Date | November 2021 | Marks available | 6 | Reference code | 21N.1.SL.TZ0.3 |
Level | SL | Paper | 1 | Time zone | no time zone |
Command term | Explain | Question number | 3 | Adapted from | N/A |
Question
Human genome research
MediResearch, a US-based DNA testing company, has a relational database of human genome information. An individual’s genome data represents private information about their past, their present and, potentially, their future. This information is stored in a relational database.
The senior managers at MediResearch are considering using data analytics but are concerned this may compromise the anonymity of the individuals who have provided their DNA.

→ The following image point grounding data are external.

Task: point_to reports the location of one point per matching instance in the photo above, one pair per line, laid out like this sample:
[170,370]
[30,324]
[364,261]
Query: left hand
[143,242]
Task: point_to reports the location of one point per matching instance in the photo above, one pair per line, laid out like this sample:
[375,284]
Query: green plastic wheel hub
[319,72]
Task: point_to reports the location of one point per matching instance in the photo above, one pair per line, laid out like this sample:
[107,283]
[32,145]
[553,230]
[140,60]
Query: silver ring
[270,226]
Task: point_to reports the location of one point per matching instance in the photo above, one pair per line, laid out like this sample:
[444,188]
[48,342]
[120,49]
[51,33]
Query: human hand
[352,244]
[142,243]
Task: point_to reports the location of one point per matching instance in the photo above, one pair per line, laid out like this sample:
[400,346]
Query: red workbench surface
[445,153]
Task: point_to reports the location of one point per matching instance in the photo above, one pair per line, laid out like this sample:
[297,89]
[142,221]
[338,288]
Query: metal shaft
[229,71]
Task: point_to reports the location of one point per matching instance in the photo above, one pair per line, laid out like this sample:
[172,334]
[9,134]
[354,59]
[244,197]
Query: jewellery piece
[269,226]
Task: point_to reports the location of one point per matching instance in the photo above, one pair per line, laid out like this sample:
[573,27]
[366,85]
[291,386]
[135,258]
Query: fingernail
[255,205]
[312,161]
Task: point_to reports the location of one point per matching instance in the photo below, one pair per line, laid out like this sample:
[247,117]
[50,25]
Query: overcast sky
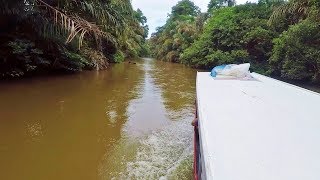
[156,11]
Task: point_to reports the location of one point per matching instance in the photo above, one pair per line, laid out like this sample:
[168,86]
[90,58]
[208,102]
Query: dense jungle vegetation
[279,38]
[43,36]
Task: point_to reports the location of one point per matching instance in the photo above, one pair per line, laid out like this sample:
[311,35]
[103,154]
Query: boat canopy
[261,129]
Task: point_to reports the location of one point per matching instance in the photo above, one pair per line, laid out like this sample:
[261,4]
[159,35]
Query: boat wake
[165,154]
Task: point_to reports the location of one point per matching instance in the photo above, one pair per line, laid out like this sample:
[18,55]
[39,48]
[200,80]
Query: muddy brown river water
[131,121]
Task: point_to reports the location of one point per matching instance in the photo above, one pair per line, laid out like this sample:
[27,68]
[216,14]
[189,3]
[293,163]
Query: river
[131,121]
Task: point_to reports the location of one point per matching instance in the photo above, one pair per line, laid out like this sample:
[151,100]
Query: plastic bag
[232,71]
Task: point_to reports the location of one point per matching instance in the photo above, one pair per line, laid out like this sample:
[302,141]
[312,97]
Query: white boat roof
[258,130]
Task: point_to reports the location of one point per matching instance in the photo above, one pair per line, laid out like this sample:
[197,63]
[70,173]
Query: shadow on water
[129,122]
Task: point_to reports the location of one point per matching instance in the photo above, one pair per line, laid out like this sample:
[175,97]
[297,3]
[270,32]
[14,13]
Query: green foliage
[216,4]
[178,34]
[44,36]
[296,52]
[119,57]
[232,35]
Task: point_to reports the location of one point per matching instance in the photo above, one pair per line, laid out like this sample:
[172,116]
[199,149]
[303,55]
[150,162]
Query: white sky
[156,11]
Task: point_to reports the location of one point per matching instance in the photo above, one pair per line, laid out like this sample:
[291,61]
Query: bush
[296,52]
[118,57]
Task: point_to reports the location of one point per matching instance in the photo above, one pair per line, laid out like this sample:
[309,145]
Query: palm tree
[297,9]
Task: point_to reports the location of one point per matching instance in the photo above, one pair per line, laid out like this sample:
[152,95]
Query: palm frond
[74,25]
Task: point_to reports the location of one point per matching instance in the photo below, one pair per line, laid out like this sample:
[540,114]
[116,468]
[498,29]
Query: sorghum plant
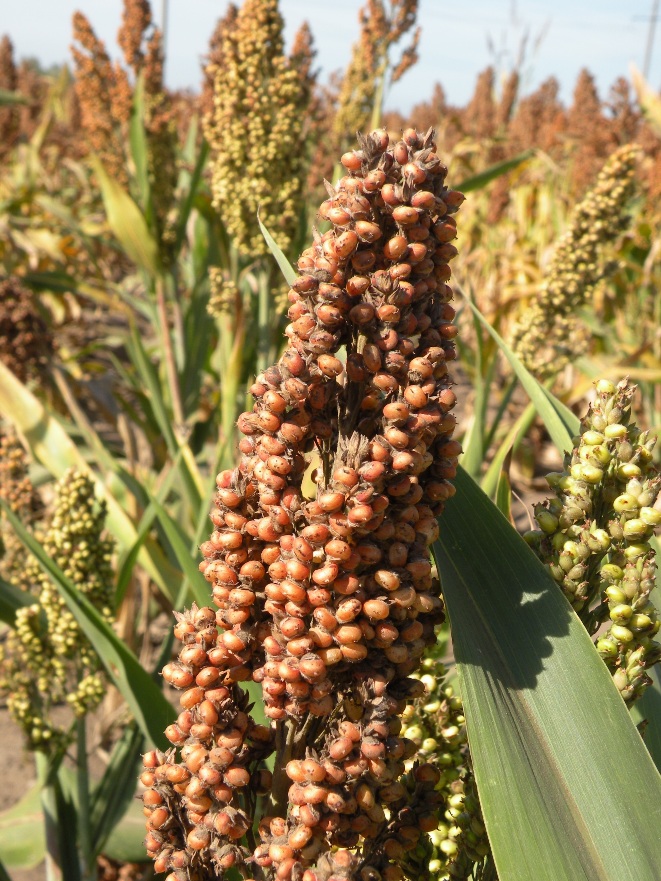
[106,94]
[46,660]
[594,536]
[437,726]
[26,342]
[326,599]
[382,25]
[579,263]
[255,129]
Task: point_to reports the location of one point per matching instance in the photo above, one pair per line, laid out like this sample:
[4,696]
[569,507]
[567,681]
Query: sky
[459,39]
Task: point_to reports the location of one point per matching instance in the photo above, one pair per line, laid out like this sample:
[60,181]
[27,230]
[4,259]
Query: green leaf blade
[128,223]
[147,702]
[560,422]
[568,790]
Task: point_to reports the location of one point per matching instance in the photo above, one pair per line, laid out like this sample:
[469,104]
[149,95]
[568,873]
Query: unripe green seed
[650,516]
[625,502]
[598,541]
[621,634]
[635,529]
[547,522]
[637,549]
[615,594]
[605,387]
[614,431]
[607,647]
[621,613]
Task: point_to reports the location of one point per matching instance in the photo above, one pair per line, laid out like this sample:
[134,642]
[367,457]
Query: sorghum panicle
[437,726]
[256,130]
[17,491]
[26,342]
[548,335]
[329,599]
[380,29]
[104,107]
[594,536]
[46,659]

Identify two features of a relational database.
Identify two reasons why a relational database, rather than a flat-file database, is used to store the data for MediResearch.

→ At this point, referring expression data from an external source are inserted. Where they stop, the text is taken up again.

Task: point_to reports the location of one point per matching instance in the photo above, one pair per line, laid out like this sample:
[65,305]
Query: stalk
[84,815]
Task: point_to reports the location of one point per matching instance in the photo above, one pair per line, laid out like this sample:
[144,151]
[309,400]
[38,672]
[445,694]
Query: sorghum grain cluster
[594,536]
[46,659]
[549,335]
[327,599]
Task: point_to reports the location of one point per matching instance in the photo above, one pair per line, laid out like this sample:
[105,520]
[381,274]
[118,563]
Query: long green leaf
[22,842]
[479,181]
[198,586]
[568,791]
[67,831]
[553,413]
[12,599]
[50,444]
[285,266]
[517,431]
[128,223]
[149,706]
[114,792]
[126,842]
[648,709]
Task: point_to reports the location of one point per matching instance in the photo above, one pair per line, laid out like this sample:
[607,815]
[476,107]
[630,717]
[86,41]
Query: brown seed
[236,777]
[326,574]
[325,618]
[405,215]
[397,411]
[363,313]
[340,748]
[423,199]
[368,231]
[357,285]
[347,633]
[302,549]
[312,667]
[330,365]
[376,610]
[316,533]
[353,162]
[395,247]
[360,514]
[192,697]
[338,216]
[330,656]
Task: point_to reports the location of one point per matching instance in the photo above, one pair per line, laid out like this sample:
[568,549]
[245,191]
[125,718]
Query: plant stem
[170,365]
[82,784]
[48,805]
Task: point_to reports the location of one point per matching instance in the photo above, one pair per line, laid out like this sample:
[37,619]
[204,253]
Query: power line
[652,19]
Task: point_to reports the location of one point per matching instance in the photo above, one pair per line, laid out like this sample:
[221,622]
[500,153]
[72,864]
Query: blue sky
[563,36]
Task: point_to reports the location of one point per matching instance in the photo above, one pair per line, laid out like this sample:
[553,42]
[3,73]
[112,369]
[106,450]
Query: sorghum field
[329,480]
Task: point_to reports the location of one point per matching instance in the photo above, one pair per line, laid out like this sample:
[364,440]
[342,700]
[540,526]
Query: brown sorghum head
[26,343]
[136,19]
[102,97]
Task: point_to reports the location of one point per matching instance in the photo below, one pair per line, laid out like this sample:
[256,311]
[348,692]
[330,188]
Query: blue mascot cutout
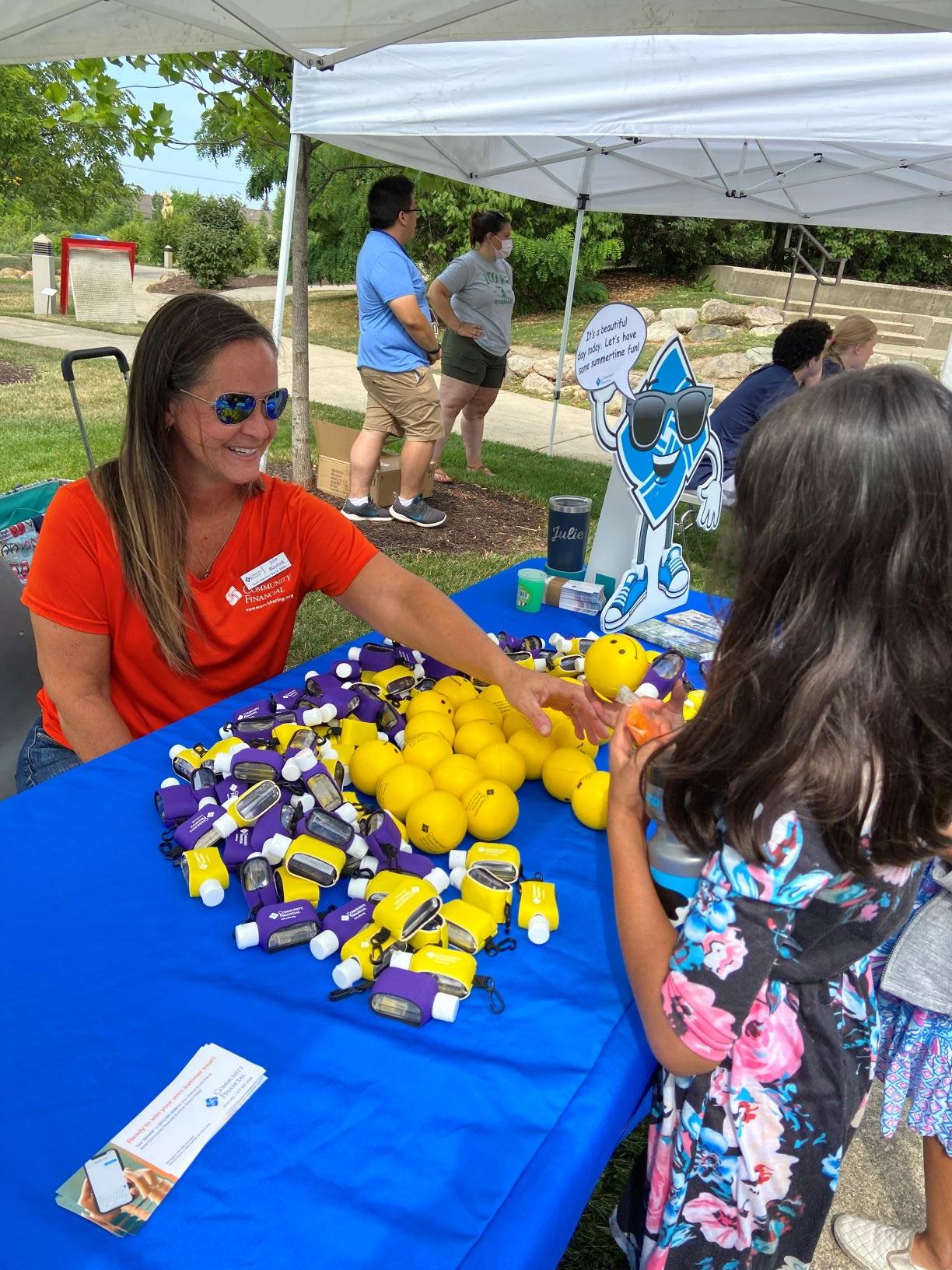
[658,442]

Identify two features of data analytics.
MediResearch is looking to expand access to the genome data it holds by sharing it with other companies.
Explain three strategies that MediResearch could use to ensure the security of the genome data.
The chief executive officer of MediResearch is considering using cloud-based storage to store the genome data.
Discuss whether MediResearch should move to cloud-based storage.
Markscheme
Answers may include:
- Multiple tables
- Joins between tables
Award [1] for identifying each feature of a relational database up to [2].
Answers may include:
- Removes update anomalies / updates are easier, as data is only stored once.
- Removes the risk of data redundancy.
- Reduces storage requirements.
Award [1] for identifying each reason why a relational database is used to store the data for MediResearch up to [2].
Answers may include:
- The practice of interrogating (large) databases / data sets.
- Uncovers patterns in the data that would not normally be apparent.
Award [1] for each characteristic of data analytics identified up to [2].
Answers may include:
- Using additional authentication processes, such as a PIN or a text/SMS…
- which will mean a second device is required for authentication to take place.
- Setting different levels of access so only specified employees have access to the most sensitive data…
- meaning less likelihood of this sensitive data being accessed.
- Designing the database so that the most sensitive data is placed in a table that only specified employees have access to…
- reducing the likelihood of this sensitive data being accessed.
- Encryption on the stored data…
- will ensure only users or devices who are authorized can access the stored data.
- VPN/encryption when transferring the data to other companies…
- will ensure that if data is intercepted it is not compromised.
- Creating policies/agreements between parties…
- which will dictate the way the data can be shared and used.
Award [1] for identifying each policy and [1] for a development of the policy identified up to [2].
Mark as [2] + [2] + [2].
Answers may include:
Advantages of cloud-based storage:
- No need for them to invest in storage infrastructure on site (systems).
- Data security will be provided by the company responsible for the cloud-based storage.
- Data backup facilities will be provided by the company responsible for the cloud-based storage (systems).
- Collaborating and sharing genome data with other data companies or external scientists will be more convenient (systems).
- Accessibility – having the data on the cloud will enable the MediResearch scientists to work remotely using an internet connection (systems).
- Scalability – MediResearch can expand or reduce storage capacity subscription on a needs basis (systems).
Disadvantages of cloud-based storage:
- The data may be managed by a third party, which could cause issues linked to its use / security.
- MediResearch may feel that data security may be more easily compromised.
- The company will have to ensure that they have enough internet bandwidth for data accessibility.
- Storing data in the cloud may sometimes be difficult – MediResearch’s existing data management may not integrate well with the cloud vendor’s system (systems).
- Considering the nature and sensitivity of the genome data held by MediResearch, the government policies of the country where the cloud storage unit is placed may influence the way data is stored/used or shared (values).
In part (c) of this question it is expected there will be a balance between the terminology related to digital systems and the terminology related to social and ethical impacts.
Keywords: health, policies, laws, regulations, data, security, privacy, anonymity, cloud, bandwidth, change, power, systems, values, ethics
Refer to SL/HL paper 1, part c markbands when awarding marks. These can be found under the "Your tests" tab > supplemental materials > Digital society markbands and guidance document.